Fiennes is extremely good in the lead and I wish the first half of the film gave him a better supporting cast.  Poor Tom Felton.  He’s just always going to be Draco Malfoy from Harry Potter no matter how long it is.  You’d think he’d at least dye his hair so it wasn’t the shock white that renders him instantly recognizable as Harry’s nemesis.  Felton serves as Clavius’ deputy, and he’s not bad, but just like in Rise of the Planet of the Apes….he’s still Draco!  The acting and writing improve as the film segues into a more traditional Biblical film.  Reynolds (who also co-wrote the screenplay) writes the apostles and Yeshua as joyful people.  Cliff Curtis, who plays the Messiah, is smiling, laughing, and he’s the kind of Messiah you can see transforming the lives of the simple men who would become his apostles and the founders of a faith that would change the course of humanity.


I wish the first half of Risen, which is really the unique take on the event, was as captivating as the second, but it’s an extremely well-made film, faithful to its source material without being slavish and taking the unique (unfortunately) approach of showing you a Christ that could transform the world without beating you over the head with dogma.  Flawed though it is, this is the best Biblical film that I’ve seen in a long time and well worth your time as a rental

2 thoughts on “Movie Review: Risen (2016) “CSI: Anno Domini””

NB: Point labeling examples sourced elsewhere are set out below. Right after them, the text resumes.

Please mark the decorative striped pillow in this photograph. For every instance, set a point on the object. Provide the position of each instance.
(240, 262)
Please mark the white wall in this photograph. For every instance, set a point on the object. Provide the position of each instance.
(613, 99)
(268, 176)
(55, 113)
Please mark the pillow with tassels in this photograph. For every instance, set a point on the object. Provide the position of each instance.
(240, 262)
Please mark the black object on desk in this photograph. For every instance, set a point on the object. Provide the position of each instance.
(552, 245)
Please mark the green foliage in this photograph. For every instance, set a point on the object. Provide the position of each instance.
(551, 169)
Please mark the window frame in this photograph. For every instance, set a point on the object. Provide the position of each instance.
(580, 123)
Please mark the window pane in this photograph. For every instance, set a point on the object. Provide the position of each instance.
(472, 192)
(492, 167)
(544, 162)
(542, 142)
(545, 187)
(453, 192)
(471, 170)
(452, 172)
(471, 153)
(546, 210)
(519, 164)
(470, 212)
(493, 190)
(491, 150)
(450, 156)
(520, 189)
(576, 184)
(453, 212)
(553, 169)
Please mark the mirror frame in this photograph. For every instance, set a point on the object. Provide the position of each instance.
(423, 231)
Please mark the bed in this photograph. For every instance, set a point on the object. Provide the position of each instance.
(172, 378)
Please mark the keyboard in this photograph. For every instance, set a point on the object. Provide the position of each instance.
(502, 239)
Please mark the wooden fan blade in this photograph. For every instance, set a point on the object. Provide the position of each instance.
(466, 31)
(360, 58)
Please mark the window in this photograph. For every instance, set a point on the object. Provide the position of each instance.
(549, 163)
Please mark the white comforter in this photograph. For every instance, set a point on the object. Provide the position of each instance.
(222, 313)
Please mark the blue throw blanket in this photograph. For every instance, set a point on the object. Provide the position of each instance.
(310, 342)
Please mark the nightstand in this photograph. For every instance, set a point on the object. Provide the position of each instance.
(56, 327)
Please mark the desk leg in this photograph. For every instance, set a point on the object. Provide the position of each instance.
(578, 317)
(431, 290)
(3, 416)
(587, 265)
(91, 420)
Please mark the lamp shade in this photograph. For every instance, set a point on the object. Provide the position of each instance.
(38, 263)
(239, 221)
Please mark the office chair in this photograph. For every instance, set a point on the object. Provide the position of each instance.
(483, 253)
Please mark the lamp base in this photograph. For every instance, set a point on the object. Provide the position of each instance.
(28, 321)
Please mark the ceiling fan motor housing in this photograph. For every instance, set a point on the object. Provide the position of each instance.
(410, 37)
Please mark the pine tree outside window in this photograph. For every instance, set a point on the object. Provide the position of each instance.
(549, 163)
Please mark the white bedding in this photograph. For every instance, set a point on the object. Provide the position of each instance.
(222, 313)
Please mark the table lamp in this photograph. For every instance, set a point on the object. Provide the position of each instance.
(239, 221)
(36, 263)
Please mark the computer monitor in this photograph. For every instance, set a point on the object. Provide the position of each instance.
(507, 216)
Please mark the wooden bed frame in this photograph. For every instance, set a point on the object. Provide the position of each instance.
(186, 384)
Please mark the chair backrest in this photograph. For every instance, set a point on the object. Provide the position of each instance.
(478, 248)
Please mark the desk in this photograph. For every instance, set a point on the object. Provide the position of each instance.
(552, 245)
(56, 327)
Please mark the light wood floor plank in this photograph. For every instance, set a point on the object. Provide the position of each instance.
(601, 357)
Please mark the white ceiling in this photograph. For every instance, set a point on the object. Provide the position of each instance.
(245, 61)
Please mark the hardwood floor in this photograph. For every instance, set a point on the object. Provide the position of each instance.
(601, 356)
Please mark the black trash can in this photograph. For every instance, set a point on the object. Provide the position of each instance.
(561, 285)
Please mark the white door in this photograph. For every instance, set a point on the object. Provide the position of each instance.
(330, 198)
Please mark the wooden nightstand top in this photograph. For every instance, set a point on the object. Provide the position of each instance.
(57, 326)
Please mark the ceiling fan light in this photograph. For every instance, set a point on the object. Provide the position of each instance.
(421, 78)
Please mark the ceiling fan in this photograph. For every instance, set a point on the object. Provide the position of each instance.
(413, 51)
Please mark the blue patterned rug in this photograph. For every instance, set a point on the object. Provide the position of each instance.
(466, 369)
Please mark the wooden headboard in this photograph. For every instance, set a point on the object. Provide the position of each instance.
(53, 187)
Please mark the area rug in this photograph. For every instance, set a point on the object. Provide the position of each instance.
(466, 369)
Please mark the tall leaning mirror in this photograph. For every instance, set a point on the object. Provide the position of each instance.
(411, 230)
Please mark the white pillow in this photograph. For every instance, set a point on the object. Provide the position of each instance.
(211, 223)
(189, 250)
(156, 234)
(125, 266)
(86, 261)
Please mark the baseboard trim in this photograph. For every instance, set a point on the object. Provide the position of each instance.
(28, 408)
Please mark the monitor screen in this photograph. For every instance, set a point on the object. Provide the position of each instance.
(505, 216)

  1. Great to hear this. I will check it out. I continue to be amazed that Hollywood doesn’t seem to recognize (or care about) the money they could be making through quality Biblical and faith-based movies. I think it was probably easier for the forthcoming Sausage Party (an R-rated Pixar-ish CGI film that preaches atheism) to get made than a film that presents a story from the Bible in a well-made manner, and a respectful one. I did not think Passion of the Christ was the best-made film in the universe (it wasn’t bad, I just thought the first half lacked vitality, though the second half made up for it), but you’d think Hollywood would have taken notice right then and there. Maybe, in a weird nonlinear way, Mel’s subsequent breakdown cancelled out the progress made by that film.

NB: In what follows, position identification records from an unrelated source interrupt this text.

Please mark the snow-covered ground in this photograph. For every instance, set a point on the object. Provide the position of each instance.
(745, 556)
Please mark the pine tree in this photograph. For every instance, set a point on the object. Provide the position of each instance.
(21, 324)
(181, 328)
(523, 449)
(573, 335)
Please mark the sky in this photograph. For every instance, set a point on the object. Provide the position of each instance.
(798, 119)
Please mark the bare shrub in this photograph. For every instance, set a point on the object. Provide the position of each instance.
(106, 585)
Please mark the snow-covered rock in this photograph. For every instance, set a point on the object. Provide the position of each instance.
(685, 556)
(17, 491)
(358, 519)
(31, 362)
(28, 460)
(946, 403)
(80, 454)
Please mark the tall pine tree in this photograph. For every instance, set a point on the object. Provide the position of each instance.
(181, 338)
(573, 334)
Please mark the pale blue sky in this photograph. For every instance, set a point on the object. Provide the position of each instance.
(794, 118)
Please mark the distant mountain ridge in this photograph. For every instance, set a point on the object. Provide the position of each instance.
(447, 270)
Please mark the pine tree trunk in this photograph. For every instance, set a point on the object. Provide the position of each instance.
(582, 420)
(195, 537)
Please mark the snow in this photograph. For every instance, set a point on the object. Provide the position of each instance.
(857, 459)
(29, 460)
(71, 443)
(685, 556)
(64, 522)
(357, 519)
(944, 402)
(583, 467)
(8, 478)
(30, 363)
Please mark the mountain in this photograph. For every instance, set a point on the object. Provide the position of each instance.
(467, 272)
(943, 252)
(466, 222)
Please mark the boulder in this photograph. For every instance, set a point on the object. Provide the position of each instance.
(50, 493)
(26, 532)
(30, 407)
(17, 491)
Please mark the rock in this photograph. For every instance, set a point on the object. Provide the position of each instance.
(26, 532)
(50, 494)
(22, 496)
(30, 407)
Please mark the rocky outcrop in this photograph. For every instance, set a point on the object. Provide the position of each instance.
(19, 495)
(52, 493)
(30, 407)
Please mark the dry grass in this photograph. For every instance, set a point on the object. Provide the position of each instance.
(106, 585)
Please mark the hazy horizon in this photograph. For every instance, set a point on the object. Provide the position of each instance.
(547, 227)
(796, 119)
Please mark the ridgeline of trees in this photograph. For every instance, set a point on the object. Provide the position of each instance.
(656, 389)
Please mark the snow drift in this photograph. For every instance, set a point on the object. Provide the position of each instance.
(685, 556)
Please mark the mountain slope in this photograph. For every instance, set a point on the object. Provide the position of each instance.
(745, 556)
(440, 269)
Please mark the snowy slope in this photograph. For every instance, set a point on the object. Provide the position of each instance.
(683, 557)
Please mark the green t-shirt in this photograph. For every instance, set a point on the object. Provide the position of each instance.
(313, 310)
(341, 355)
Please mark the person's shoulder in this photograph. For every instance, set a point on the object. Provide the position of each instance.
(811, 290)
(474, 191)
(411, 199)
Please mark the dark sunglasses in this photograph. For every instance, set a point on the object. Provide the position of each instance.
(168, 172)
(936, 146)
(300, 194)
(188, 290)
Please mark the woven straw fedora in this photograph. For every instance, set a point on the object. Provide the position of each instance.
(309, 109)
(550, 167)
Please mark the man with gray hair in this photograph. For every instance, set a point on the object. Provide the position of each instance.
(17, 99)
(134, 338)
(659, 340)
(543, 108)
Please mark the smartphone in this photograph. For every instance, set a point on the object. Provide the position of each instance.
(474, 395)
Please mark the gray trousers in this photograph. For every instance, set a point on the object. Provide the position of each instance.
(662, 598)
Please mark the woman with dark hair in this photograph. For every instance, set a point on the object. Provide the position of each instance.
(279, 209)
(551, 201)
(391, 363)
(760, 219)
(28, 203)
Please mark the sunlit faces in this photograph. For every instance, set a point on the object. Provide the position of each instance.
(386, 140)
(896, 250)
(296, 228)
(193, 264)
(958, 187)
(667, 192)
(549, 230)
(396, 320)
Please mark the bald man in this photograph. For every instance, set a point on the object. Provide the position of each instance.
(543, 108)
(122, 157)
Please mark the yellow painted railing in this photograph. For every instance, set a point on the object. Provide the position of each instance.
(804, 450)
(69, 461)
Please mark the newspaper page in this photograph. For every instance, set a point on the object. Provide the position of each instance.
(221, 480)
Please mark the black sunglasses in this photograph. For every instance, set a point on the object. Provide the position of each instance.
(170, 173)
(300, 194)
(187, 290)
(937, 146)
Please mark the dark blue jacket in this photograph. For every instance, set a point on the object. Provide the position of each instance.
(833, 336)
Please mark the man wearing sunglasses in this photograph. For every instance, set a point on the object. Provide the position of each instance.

    Ben-Hur is going to set the cause back. But given the spectacular disasters that were Noah and Exodus: Gods and Kings, that might not be a bad thing, at least for now, when it comes to Old Testament spectacles. They hired Timur Bekmembatov to direct, and the Touched By An Angel lady and her husband to produce, I guess on the theory that some kind of chemical reaction would occur, and produce a movie that would appeal to everyone. Plus a CGI chariot race!


  2. I saw Alice Through the Looking Glass, BTW. The audience ate it up, and even applauded at the end. (If I were a filmmaker I would want to bang my head against a wall if I made a crowd-pleasing movie and people were not giving it a chance, because of jaded critics and a star with a restraining order against him.) Given all the genuinely banal stuff out there, I don’t know why the critics are singling this film out in particular; it’s strictly a kid’s movie, yet it’s very imaginative, at least on a visual level, and it has a good message about familial bonds that does not feel like an afterthought. Adults might find themselves diverted, especially if they have an appreciation for steampunk.

    That said, I would hesitate to recommend it to anyone I know, even as a rental. It’s too protracted, Depp is now officially a kabuki performer, and it’s it’s weird that the source material is a hyper-imaginative piece of literature for the ages, and yet it’s barley even referenced in the movie. Instead this film is (to coin a new phrase) convoluted-lite, substituting mere cleverness for the brilliant nonsense and genuine profundity of Lewis Carroll’s masterpeices. The filmmakers could have given the books more structure, and even added emotional beats, while retaining most of the characters and events. But ninety-five percent of this movie has nothing to do with the book, and I’m being generous. I was expecting that, but I had held out hope that the visuals would compensate.